Individual Stock Investing Increases Risk

Recent studies show that the returns to equity investors have historically come from a relatively small number of stocks. Investors who fail to adequately diversify increase their chances of failing to own those high-performing stocks, and they are not compensated for the risks they do bear.

To appreciate the riskiness of equity investing, consider that, while from 1926 through 2018 the S&P 500 Index returned 10.0% per year, it did so while experiencing volatility of almost 20% per year. In addition, it experienced four severe crashes:

  • September 1929-June 1932 (loss of 83.2%).
  • January 1973-September 1974 (loss of 42.6%).
  • March 2000-September 2002 (loss of 38.3%).
  • June 2007-February 2009 (loss of 50.0%).

Since most investors are risk averse, the potential for such great losses explains why the equity risk premium (market beta) has been in excess of an annual average of 8% a year since 1926 – investors require a large risk premium to accept the risks of large losses. What most investors fail to understand is that, as risky as equities are, investing in individual stocks is far riskier. Yet, the incremental risk doesn’t come with any incremental compensation. The reason is that the market doesn’t compensate investors for risk that can be diversified away.

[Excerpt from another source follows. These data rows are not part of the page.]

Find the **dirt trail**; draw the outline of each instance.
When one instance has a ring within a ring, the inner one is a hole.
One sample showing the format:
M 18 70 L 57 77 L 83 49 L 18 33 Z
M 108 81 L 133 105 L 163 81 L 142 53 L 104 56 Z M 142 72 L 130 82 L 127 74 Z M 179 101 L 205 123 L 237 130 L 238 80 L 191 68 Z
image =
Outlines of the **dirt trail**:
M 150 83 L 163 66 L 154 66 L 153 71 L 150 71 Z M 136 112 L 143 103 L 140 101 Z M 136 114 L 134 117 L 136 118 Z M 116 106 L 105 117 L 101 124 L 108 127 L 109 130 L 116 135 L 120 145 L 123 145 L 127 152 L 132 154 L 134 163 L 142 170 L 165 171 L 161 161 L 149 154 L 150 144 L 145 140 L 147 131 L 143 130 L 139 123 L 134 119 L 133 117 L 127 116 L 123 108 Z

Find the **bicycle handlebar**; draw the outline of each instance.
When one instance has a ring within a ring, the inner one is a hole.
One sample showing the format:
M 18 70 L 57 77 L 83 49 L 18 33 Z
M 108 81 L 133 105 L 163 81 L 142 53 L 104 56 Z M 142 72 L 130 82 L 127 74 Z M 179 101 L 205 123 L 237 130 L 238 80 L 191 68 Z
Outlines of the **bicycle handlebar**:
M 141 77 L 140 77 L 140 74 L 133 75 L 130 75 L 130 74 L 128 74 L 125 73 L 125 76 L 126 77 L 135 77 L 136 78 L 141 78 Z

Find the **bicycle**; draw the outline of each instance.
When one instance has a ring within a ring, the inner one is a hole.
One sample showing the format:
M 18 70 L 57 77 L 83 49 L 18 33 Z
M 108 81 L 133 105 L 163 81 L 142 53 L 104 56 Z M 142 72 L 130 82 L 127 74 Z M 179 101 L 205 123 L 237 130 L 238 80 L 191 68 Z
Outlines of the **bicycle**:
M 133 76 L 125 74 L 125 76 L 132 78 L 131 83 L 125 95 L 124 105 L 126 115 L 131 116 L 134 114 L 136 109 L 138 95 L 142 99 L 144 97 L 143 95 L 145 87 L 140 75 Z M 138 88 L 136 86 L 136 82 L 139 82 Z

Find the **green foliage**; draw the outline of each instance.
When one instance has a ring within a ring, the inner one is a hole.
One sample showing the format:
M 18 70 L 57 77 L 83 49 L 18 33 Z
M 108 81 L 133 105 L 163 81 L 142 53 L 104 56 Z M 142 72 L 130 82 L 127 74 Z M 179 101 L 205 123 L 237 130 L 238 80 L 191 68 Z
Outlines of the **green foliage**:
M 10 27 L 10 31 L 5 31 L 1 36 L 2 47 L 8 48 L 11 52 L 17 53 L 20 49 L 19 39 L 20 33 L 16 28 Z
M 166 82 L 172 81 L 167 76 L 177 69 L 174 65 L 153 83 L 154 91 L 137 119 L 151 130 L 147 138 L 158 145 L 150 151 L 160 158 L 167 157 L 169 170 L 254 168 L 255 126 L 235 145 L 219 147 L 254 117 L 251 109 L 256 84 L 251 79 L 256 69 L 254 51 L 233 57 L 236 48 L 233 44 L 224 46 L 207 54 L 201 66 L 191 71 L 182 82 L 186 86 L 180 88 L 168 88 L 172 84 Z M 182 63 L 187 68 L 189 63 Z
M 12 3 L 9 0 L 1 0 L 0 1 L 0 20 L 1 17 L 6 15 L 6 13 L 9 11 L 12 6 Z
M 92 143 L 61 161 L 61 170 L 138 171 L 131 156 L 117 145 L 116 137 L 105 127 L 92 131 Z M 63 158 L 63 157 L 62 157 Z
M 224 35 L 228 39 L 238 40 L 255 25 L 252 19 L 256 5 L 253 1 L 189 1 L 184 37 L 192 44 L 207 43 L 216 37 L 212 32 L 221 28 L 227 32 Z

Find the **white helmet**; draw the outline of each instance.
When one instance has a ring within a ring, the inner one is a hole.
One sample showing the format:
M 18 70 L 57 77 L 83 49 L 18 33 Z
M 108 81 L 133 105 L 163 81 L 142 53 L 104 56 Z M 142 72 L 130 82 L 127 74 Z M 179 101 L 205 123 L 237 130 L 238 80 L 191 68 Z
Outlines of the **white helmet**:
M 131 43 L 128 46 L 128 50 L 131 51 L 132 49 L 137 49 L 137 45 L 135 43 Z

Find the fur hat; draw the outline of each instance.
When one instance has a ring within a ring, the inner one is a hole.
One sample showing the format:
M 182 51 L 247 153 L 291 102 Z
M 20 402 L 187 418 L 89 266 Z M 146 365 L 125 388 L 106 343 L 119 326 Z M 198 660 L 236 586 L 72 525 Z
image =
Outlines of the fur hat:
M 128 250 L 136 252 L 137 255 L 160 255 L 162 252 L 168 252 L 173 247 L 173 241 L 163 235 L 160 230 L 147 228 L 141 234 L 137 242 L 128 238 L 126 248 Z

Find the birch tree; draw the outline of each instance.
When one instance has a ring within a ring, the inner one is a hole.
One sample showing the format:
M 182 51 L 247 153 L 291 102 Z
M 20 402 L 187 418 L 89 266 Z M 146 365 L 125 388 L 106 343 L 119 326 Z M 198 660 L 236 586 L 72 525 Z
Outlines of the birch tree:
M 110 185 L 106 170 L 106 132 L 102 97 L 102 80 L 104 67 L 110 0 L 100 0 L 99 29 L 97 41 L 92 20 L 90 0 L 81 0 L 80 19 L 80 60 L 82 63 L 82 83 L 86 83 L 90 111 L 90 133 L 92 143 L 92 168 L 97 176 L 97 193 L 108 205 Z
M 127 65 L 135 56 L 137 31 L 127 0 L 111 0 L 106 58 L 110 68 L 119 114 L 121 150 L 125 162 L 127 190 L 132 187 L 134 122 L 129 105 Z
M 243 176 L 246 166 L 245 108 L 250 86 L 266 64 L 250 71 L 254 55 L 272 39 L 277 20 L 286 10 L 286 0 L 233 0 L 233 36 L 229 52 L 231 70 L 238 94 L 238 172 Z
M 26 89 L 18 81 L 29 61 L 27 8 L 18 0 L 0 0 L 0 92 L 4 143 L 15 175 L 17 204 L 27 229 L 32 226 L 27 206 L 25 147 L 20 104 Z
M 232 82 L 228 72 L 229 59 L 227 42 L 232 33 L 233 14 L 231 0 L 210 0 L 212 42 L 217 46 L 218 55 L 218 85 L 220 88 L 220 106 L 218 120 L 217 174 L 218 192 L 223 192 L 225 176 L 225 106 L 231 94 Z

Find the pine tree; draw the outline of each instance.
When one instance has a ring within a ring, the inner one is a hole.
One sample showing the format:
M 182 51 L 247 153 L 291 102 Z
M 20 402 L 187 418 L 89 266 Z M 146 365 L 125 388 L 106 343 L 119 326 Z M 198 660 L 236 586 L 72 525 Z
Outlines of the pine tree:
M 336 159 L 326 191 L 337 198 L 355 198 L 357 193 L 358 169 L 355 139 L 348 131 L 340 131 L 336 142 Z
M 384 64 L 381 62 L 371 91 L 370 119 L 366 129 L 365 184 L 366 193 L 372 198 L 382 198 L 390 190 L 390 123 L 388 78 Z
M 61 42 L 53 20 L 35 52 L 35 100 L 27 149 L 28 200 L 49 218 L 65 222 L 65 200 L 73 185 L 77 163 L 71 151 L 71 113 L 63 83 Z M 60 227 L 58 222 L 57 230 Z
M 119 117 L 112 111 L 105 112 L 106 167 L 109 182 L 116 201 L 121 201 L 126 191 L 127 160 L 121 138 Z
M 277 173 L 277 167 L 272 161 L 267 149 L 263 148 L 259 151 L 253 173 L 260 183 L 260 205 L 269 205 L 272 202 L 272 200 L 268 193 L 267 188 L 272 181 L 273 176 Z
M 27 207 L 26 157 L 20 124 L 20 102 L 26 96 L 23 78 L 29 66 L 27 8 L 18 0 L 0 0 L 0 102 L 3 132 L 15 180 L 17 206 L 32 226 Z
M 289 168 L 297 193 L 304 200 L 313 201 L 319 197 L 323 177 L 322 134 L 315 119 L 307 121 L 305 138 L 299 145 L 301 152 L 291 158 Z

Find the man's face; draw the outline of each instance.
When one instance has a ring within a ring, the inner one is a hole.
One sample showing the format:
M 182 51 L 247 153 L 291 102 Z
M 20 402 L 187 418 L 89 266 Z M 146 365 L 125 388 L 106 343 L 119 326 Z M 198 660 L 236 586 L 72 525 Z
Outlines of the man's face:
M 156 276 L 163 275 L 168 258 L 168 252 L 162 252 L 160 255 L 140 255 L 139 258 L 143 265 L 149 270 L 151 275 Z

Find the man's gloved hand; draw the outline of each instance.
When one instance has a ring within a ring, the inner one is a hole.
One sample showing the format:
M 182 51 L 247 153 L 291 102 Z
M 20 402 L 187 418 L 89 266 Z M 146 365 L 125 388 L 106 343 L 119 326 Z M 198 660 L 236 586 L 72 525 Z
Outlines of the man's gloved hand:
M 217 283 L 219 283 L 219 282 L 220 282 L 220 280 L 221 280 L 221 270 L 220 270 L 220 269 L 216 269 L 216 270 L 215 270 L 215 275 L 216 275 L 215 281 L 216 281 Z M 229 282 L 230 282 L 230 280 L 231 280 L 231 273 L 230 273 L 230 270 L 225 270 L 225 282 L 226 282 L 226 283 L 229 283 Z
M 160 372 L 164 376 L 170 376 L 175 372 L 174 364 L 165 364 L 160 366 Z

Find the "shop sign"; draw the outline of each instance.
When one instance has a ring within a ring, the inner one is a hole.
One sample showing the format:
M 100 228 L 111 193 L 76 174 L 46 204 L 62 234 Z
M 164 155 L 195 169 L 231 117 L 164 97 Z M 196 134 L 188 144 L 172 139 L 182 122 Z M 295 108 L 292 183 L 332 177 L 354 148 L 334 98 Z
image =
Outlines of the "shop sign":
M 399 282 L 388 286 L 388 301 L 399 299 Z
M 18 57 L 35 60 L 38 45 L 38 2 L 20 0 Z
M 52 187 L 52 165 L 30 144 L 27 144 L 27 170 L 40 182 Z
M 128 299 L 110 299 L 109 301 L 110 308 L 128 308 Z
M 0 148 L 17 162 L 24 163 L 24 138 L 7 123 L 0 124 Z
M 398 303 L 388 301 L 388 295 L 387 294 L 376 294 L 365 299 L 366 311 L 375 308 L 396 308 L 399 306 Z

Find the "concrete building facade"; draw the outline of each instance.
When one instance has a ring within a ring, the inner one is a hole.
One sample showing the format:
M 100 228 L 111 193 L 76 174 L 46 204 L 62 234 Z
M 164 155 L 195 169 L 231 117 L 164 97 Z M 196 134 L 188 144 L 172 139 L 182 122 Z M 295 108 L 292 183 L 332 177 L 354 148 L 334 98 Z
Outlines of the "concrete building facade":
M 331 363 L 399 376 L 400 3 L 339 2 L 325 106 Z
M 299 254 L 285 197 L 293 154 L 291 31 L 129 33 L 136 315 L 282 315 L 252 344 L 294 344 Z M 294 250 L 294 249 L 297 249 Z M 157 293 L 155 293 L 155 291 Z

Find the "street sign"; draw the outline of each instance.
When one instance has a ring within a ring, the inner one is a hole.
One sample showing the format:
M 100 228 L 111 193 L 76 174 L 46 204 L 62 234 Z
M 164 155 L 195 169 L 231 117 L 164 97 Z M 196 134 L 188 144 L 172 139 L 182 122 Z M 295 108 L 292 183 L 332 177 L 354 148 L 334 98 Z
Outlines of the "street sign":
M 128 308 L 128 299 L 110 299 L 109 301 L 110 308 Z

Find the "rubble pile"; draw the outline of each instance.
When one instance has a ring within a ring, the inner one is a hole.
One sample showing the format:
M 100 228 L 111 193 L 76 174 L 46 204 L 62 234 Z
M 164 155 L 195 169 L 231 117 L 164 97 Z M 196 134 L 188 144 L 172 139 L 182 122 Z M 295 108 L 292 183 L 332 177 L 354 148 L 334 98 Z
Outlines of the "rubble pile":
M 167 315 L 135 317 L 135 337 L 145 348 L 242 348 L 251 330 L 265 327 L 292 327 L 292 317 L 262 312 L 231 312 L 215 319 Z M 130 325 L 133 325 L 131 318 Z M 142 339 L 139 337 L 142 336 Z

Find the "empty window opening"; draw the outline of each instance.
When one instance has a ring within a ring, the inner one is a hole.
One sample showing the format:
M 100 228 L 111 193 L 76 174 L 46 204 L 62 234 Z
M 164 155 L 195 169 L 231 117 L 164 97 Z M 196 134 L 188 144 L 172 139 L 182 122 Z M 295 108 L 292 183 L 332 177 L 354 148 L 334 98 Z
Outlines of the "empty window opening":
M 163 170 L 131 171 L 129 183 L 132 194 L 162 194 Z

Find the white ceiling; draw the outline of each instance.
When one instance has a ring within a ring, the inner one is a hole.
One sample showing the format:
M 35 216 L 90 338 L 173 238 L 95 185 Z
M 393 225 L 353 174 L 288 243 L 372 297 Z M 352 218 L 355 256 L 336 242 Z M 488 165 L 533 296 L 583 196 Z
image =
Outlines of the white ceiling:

Most investors are unaware that while there has been a positive risk premium (in excess of riskless one-month Treasury bills) for the overall stock market, there has actually been a negative risk premium for most individual stock returns. That result is explained by the strong positive skewness in returns to individual stocks, particularly at longer horizons – the mean (the value-weighted average) return is well above the median return. Put simply, the positive mean excess return for the broad stock market is driven by very large returns to a relatively few stocks, not by positive excess returns to most stocks.

Most investors will not only be surprised at the evidence, but shocked.